I'm no lawyer. I'm just a small town news photographer who loves to witness events that shape the world. Smarter folks than me have weighed in on the conflict between the "bad-guy rich land developer" and the "good-guy poor farmers" down in South Los Angeles.

From early on, the farmers had my sympathy. I'd gone out there last year and I saw that the farm was a benefit to the people who were making use of the land.

My support for the farmers has just about gone away completely.

I've seen the cultural benefits of the farm. It does fill your heart to see families doing work that is so basic to our nature. Surviving by putting their efforts into the land is special and fighting to preserve that opportunity is probably a very worthwhile battle.
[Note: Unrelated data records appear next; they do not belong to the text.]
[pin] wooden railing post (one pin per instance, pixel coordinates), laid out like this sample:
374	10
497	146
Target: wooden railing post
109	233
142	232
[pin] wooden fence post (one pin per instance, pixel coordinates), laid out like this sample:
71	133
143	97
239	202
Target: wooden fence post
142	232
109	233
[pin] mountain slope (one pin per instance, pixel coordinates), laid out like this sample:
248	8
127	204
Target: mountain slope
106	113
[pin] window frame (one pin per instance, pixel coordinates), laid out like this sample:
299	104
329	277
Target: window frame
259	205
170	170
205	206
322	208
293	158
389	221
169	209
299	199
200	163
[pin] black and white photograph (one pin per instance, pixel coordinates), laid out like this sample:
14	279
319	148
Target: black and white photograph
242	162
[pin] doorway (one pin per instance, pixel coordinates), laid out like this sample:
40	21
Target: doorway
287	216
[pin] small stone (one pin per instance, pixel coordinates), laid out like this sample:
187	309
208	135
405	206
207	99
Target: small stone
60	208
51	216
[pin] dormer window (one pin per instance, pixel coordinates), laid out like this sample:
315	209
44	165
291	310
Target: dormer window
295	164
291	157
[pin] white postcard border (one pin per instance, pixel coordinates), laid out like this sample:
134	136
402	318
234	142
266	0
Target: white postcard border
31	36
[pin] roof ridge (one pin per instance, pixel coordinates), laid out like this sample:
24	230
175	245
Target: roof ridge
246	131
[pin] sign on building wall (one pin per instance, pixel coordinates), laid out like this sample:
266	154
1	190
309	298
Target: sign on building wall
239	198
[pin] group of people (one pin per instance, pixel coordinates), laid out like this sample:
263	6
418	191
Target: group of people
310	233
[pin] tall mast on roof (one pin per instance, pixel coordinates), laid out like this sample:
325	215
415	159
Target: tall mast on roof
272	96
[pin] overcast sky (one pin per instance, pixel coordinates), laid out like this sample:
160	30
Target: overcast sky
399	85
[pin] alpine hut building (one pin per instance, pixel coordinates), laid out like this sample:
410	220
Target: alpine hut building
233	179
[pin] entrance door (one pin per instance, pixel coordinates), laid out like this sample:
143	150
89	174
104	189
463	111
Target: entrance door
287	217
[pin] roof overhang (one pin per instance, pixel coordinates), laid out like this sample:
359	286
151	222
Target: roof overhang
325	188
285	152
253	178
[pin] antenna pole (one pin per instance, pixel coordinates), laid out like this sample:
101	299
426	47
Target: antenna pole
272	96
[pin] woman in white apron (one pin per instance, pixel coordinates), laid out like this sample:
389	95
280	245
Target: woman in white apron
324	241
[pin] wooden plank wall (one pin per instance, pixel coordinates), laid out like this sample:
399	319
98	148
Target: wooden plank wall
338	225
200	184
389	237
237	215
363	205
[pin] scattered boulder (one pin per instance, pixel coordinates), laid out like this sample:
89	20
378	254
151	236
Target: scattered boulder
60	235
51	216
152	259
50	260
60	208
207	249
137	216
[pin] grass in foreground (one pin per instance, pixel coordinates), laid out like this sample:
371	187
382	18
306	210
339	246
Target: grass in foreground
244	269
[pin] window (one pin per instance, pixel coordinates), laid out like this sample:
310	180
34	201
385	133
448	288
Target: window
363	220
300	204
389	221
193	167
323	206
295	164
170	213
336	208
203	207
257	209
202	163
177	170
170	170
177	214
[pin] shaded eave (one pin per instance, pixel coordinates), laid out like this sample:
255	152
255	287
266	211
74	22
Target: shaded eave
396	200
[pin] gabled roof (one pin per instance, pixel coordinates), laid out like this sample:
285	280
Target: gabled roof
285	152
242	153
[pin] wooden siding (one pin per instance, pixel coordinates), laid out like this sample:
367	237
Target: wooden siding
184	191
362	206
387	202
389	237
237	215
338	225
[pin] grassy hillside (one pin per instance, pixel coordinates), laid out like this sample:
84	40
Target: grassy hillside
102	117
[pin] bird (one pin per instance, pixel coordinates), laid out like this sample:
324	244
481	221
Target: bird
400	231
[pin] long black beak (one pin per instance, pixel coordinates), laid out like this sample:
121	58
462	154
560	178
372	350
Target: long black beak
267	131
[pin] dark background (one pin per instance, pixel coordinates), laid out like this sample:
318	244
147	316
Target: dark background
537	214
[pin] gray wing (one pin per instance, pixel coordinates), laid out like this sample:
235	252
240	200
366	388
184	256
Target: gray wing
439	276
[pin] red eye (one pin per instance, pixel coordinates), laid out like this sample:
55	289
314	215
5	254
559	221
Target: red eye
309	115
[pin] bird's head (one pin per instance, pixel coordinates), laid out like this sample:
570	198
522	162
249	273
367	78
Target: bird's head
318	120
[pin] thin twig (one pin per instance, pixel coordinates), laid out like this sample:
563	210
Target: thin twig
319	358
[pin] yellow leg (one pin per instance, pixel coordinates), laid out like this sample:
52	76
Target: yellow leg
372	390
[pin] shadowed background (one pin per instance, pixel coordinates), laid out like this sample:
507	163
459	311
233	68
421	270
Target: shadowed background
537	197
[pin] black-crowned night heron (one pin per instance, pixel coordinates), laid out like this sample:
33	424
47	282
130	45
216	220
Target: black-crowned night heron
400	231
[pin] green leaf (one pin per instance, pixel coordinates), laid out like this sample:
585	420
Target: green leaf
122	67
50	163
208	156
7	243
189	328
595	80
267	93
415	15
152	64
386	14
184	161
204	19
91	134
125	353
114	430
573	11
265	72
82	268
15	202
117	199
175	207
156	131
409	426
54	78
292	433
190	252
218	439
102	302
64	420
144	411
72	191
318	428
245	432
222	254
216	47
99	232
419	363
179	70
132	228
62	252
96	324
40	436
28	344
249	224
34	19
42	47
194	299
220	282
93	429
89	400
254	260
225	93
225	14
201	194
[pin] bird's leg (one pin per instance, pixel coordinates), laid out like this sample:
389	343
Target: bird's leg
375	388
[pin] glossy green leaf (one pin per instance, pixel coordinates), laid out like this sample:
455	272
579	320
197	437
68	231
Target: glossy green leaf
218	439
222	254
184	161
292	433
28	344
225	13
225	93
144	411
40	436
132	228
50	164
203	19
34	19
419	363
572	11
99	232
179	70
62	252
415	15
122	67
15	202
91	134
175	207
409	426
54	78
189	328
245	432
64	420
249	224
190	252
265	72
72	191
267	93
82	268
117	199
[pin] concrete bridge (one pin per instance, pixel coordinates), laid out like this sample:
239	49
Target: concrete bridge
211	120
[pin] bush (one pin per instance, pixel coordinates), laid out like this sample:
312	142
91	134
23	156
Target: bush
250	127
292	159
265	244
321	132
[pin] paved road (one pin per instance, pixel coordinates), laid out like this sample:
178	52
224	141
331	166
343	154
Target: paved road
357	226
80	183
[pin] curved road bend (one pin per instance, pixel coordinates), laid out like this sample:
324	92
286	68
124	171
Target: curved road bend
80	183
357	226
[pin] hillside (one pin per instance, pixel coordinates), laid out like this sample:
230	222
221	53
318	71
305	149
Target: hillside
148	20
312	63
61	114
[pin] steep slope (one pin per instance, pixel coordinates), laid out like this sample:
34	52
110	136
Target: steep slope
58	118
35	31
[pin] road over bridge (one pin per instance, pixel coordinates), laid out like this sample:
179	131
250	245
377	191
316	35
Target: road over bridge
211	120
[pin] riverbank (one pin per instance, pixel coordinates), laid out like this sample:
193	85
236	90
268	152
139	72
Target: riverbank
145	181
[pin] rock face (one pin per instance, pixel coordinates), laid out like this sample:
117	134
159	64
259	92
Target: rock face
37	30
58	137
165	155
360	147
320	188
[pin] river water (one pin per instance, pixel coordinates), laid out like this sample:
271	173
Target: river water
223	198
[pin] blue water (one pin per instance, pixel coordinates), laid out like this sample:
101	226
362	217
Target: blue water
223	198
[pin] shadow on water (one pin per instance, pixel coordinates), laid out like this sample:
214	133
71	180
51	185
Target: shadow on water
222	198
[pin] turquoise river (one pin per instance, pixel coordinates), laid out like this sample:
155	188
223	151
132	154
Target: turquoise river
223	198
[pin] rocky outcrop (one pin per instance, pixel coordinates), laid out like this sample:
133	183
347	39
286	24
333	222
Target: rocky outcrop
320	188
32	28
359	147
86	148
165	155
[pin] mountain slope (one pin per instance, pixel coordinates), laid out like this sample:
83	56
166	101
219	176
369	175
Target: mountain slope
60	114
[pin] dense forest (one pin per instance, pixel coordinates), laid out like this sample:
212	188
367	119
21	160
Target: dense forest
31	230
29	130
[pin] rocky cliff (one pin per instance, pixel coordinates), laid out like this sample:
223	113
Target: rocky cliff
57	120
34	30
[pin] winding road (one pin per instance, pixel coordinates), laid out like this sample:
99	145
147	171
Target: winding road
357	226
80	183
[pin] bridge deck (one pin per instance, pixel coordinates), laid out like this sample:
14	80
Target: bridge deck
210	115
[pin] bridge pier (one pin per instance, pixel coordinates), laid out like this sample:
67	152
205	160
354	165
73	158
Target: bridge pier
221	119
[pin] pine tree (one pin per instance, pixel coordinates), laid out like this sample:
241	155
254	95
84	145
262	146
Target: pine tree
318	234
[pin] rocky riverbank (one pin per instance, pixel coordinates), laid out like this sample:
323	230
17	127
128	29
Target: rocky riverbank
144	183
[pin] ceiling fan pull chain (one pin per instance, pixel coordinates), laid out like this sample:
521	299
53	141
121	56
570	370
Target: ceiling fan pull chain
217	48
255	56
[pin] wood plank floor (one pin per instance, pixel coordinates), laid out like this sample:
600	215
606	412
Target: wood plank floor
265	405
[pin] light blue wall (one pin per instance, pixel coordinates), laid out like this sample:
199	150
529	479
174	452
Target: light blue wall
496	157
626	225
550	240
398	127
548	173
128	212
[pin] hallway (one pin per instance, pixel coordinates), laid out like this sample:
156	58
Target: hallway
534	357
Has anyone stopped to think about what else you're teaching here?

The protestors make good points in their arguments, but I've heard enough rhetoric. Nobody is considering how much damage is done to our society if we pick and choose which laws we should obey. We'll fight for our individual rights and be outraged if anyone tries to restrict our rights of expression.

Why does it end there?

People seem to be willing to support our system of laws only if it favors the outcome they'd like to see. It's happening again. Outrage and a willingness to break the law when the system favors the opposition is the path that supporters of the farm seem to be taking.

That's a horrible message to send.

I was out at "the farm" Tuesday night. I got a chance to see for myself the protest being mounted over the decision by the owner of the property to evict the farmers who have been using the land.

Earlier in the day, people were arrested for not leaving the property when ordered to vacate.

Is this the way it's supposed to work? Follow the legal system and obey the law as long as the law gives exactly what's wanted. If the legal system doesn't favor a popular cause, write it off as being biased and prejudiced and then ignore the law.

Is that how it's supposed to work?

I don't think so.

If you just want what you want, that's childish. You're supposed to look beyond that and want what's right. I'm not seeing that from the protestors. Part of the responsibility of living as an inter-dependent society is the willingness to sacrifice for the greater good.

Right now, that's not what I'm seeing.

It seems like advocates for the farmers are starting to outnumber the farmers. With so many advisors and organizers, I wish more of them were advocates of the legal system. I can't understand why adults with common sense, good moral judgment and a shred of legal knowledge would allow themselves to take sides.

I'm not trying to insult anyone's intelligence, but something keeps coming back to me from my childhood and from raising kids myself. If you have something two kids want, but they're unwilling to share and they're fighting over it, you take it away. You put it up in the closet and don't let either of them play with whatever it is.

Most of the time the two kids will find other individual things to play with or they'll forget what they were fighting over and just go back to playing nicely together.

I know this situation is too complicated for that solution, but it makes at least as much sense as what's gone on so far.


turdpolisher said...

We saw the same thing in New Orleans after Katrina. The Arch-Dioocease shut down a church because there were not enough members to support it. The few members barricaded themselves inside.

Then a professional protest group sound out. They eventually outnumbered the church members. They Co-opted the protest and refused to let the barricaded parishoners speak to the media.

The media left.

beFrank said...

turdpolisher - I guess in a perfect world, we wouldn't have these problems. There is no perfect world, so we just have to know the difference between the con artists and the folks who really need our support.